Yeni bir bilimsel çalışma, geleceğin temiz enerji kaynağı olarak görülen hidrojenin, sıra dağların altında doğal olarak bol miktarda bulunabileceğini ortaya koydu.
GFZ Helmholtz Jeoloji Bilimleri Merkezi’ndeki uzmanlar tarafından yapılan araştırmaya göre, dağ oluşumları süresince meydana gelen jeolojik süreçler, çok miktarda doğal hidrojen üretilmesine yol açabilir. Yapılan levha tektoniği modellemeleri, Pireneler, Alpler ve Himalayalar gibi dağ sıralarının hidrojen yatakları barındırabileceğini gösteriyor.
Hidrojenin Kaynağı: Serpantinleşme
Araştırmaya göre, hidrojenin büyük miktarlarda üretilmesini sağlayan en kritik mekanizmalardan biri serpantinleşme olarak adlandırılan doğal bir kimyasal süreç. Bu süreçte, manto kayaları suyla etkileşime girerek yeni mineraller ve hidrojen gazı oluşturuyor. Normalde yeryüzünün derinliklerinde bulunan bu kayalar, milyonlarca yıl boyunca süren tektonik hareketler nedeniyle yüzeye yakın hale gelebiliyor ve hidrojen üretimi için elverişli alanlar oluşturuyor.
Dağlar Rift Bölgelerinden 20 Kat Daha Fazla Hidrojen Üretebilir!
Yapılan analizler, serpantinleşme sürecinin rift bölgelerine kıyasla dağ sıralarında çok daha verimli olduğunu ortaya koydu. Rift bölgelerinin aksine, dağlar optimum sıcaklık, yeterli su kaynağı ve uygun rezervuar kayaları ile hidrojen üretimi için ideal koşulları sağlıyor. Araştırmacılar, dağların rift bölgelerine göre yılda 20 kat daha fazla hidrojen üretebileceğini belirtiyor.
Keşfetme Çalışmaları Sürüyor
Pireneler, Alpler ve Balkanlar gibi bölgelerde hidrojen rezervleriyle ilgili erken belirtiler tespit edilmiş durumda. Bilim insanları, bu potansiyel kaynakların daha detaylı incelenmesi ve sondajlarla doğrulanması için çalışmaların devam ettiğini belirtiyor.
Hidrojenin Gelecekteki Rolü
Hidrojenin yanma sonucu yalnızca su buharı oluşturması, onu çevre dostu ve sıfır emisyonlu bir yakıt haline getiriyor.
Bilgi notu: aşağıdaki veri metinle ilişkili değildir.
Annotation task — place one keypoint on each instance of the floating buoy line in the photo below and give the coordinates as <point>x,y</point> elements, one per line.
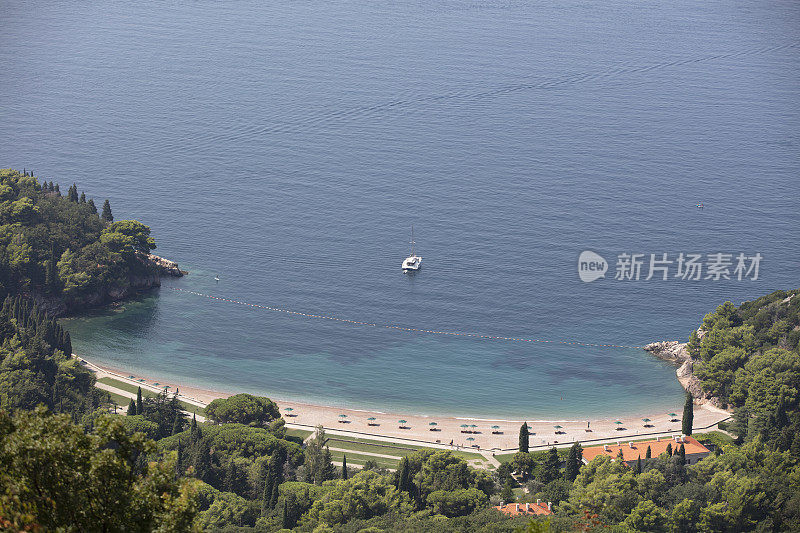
<point>393,326</point>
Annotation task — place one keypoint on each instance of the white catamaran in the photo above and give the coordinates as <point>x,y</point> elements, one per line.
<point>413,262</point>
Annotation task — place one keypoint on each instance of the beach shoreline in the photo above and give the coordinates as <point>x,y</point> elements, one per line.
<point>435,430</point>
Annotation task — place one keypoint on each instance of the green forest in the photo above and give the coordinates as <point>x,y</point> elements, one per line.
<point>60,251</point>
<point>72,460</point>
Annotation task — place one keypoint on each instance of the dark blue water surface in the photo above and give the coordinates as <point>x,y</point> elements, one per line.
<point>289,146</point>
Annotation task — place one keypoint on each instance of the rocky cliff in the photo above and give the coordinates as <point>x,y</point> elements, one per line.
<point>146,276</point>
<point>677,353</point>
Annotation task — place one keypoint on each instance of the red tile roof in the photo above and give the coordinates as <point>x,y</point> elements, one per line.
<point>632,451</point>
<point>515,509</point>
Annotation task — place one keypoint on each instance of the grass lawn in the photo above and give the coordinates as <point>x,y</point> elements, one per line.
<point>300,433</point>
<point>121,401</point>
<point>356,459</point>
<point>390,448</point>
<point>127,387</point>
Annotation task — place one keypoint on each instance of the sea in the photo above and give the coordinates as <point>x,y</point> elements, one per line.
<point>287,148</point>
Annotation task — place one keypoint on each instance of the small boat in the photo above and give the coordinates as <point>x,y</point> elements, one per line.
<point>413,262</point>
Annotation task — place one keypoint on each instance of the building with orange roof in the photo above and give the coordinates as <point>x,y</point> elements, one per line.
<point>525,509</point>
<point>631,451</point>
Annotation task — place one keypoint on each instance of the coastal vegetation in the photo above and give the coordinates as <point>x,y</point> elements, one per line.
<point>58,251</point>
<point>70,460</point>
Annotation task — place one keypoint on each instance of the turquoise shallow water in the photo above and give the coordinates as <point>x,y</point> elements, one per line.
<point>288,147</point>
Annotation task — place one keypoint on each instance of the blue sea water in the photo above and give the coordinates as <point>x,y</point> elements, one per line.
<point>289,146</point>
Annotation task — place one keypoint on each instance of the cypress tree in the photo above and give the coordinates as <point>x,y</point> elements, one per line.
<point>524,438</point>
<point>229,483</point>
<point>507,495</point>
<point>781,419</point>
<point>573,462</point>
<point>688,415</point>
<point>139,403</point>
<point>403,476</point>
<point>179,458</point>
<point>106,215</point>
<point>67,346</point>
<point>270,482</point>
<point>286,522</point>
<point>177,426</point>
<point>550,466</point>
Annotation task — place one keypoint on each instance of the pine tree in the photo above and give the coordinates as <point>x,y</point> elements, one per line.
<point>106,215</point>
<point>139,403</point>
<point>524,438</point>
<point>688,415</point>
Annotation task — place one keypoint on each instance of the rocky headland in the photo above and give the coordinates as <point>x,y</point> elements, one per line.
<point>677,353</point>
<point>146,275</point>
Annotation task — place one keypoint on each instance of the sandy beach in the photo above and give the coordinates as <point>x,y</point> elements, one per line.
<point>481,433</point>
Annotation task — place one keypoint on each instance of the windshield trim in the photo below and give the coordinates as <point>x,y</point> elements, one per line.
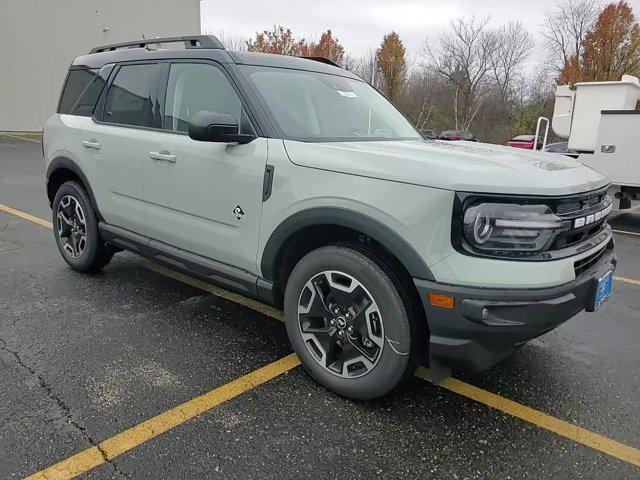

Ulaşım, sanayi ve enerji depolama gibi alanlarda kullanılması beklenen hidrojenin, özellikle havacılık, deniz taşımacılığı ve çelik üretimi gibi yüksek enerji ihtiyacı duyan endüstrilerde devrim yaratabileceği belirtiliyor.
Bu yeni bulgular, dünyanın sürdürülebilir enerji kaynaklarına geçişinde kritik bir rol oynayabilir. Bilim insanları, doğal hidrojen kaynaklarının etkin şekilde kullanılmasının, temiz enerji geleceğine büyük katkı sağlayabileceğini vurguluyor.